With the record out this Friday, TRAAMS put together a playlist of songs from bands whose electric, avant-garde tendencies match those of Personal Best, and whose influence can be felt in every corner of modern alternative music. “This playlist is something I put together for Matt Peel and Alex [Greaves], who worked on the record with us,” Hopkins shares. “I have a habit of describing noises and sounds that I’m trying to achieve, as opposed to actually learning and/or playing them. This can be really annoying for whoever we’re working with. This collection of songs served as a kind of a shorthand. There’s specific songs, styles, noises, effects, vocals, synths, guitars, and arrangements on this playlist that I used to help explain what I was trying to achieve. For the best part it worked pretty well. Matt did ask if I put some in as a joke though—I hadn’t.”

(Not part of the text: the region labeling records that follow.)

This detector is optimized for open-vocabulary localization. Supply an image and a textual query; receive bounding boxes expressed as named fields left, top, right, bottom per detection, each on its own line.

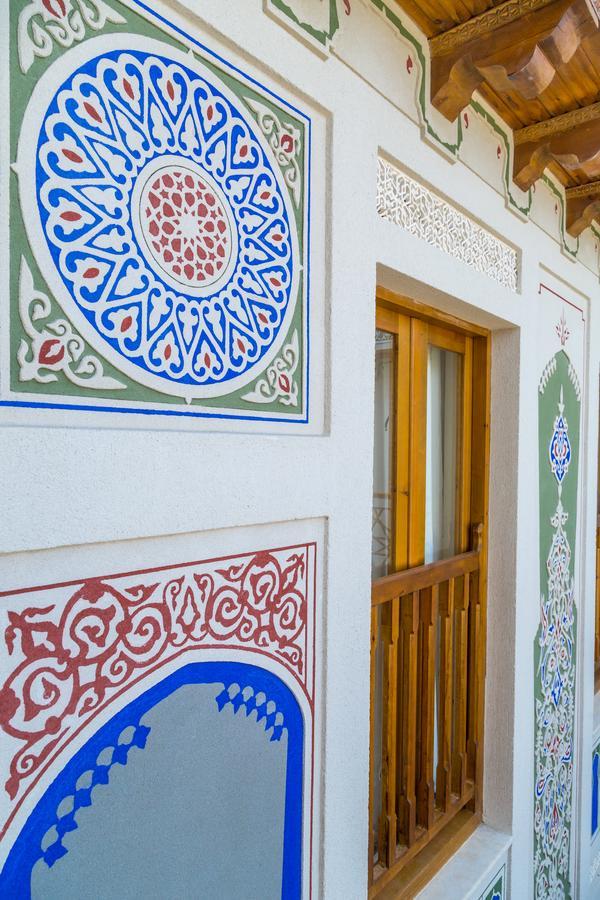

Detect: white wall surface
left=0, top=0, right=600, bottom=900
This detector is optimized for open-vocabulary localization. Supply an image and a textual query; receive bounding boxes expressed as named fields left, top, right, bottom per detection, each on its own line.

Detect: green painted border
left=9, top=0, right=308, bottom=421
left=268, top=0, right=340, bottom=48
left=479, top=864, right=506, bottom=900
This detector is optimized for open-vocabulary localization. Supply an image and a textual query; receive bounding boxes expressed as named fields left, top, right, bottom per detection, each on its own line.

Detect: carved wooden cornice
left=397, top=0, right=600, bottom=235
left=429, top=0, right=552, bottom=56
left=514, top=114, right=600, bottom=190
left=565, top=181, right=600, bottom=237
left=565, top=181, right=600, bottom=200
left=514, top=103, right=600, bottom=147
left=430, top=0, right=597, bottom=121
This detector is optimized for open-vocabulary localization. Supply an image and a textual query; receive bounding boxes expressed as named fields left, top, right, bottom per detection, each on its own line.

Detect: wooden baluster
left=417, top=584, right=439, bottom=828
left=377, top=603, right=391, bottom=866
left=452, top=573, right=470, bottom=797
left=385, top=597, right=400, bottom=868
left=467, top=572, right=482, bottom=781
left=367, top=606, right=379, bottom=887
left=399, top=591, right=419, bottom=847
left=436, top=578, right=454, bottom=812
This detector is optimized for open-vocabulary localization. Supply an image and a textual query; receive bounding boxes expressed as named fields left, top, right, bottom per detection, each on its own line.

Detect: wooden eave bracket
left=514, top=103, right=600, bottom=191
left=566, top=181, right=600, bottom=237
left=429, top=0, right=598, bottom=121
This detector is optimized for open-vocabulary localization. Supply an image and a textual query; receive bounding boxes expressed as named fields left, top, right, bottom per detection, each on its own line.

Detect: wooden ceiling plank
left=430, top=0, right=597, bottom=120
left=514, top=103, right=600, bottom=190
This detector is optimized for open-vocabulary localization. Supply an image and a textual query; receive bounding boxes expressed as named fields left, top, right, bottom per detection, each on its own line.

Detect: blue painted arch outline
left=0, top=661, right=304, bottom=900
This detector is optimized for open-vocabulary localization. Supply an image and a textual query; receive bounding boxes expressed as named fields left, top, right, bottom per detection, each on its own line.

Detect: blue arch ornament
left=0, top=661, right=304, bottom=900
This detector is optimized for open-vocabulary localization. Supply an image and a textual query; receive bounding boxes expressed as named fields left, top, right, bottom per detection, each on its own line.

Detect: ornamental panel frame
left=0, top=520, right=323, bottom=900
left=0, top=0, right=323, bottom=432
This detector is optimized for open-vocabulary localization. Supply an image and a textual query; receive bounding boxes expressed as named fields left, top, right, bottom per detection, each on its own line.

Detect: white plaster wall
left=0, top=0, right=600, bottom=900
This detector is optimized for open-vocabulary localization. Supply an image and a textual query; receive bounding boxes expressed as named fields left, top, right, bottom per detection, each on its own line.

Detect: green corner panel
left=479, top=866, right=506, bottom=900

On the playlist, Krautrock legends Cluster and Can land alongside the minimalist undulations of Terry Riley and the copper-bottomed pop of The Jesus and Mary Chain and Fleetwood Mac. The list elucidates the album’s more recondite moments while reappraising a few bangers that might have been lost along the way. Check out Personal Best here, and listen to the playlist below. You can also read on for Hopkins’ words on five LPs they borrowed particularly heavily from.

If the playlist is a mood board of sorts, here’s a list of records we straight up ripped off:

Broadcast, The Noise Made By People

One of the first records I ever bought, and still one of my favorites. I could have chosen any Broadcast record, really, but this one is always my go-to. They’re so effortlessly melodic. 

Eno, Here Come the Warm Jets

I always knew about the Eno ambient records but it took me a while to realize there was a whole post–Roxy Music glam-pop period. I love the guitars on this record so much. If you like this, check out Roxy Music’s For Your Pleasure

Heather Trost, Petrichor 

A pretty new record, this one. I picked it up because of recommendation by the Family Store in Brighton. They have a small but excellently curated record section. I listened to this record a bunch before and during lockdown, and it definitely got my musical brain whirring again. Heather is actually remixing a track from Personal Best for a future release. 

Arthur Russel, Complete Works 

I mean, you can’t turn on NTS without hearing at least seven Arthur Russel tracks in 24 hours. His work is outrageously great. It’s avant-garde, poppy, intelligent, and accessible all at the same time. He doesn’t sound like anyone but himself. I watched the amazing documentary Wild Combination on him recently. Everyone should check it out. 

Massive Attack, Blue Lines / Mezzanine

We talked a fair bit about Massive Attack whilst recording this record, specifically the way they use guests on tracks. There never seems to be too much ego with their guest vocals—they always feel natural, like they’re already a band member. I think it works all the better for it.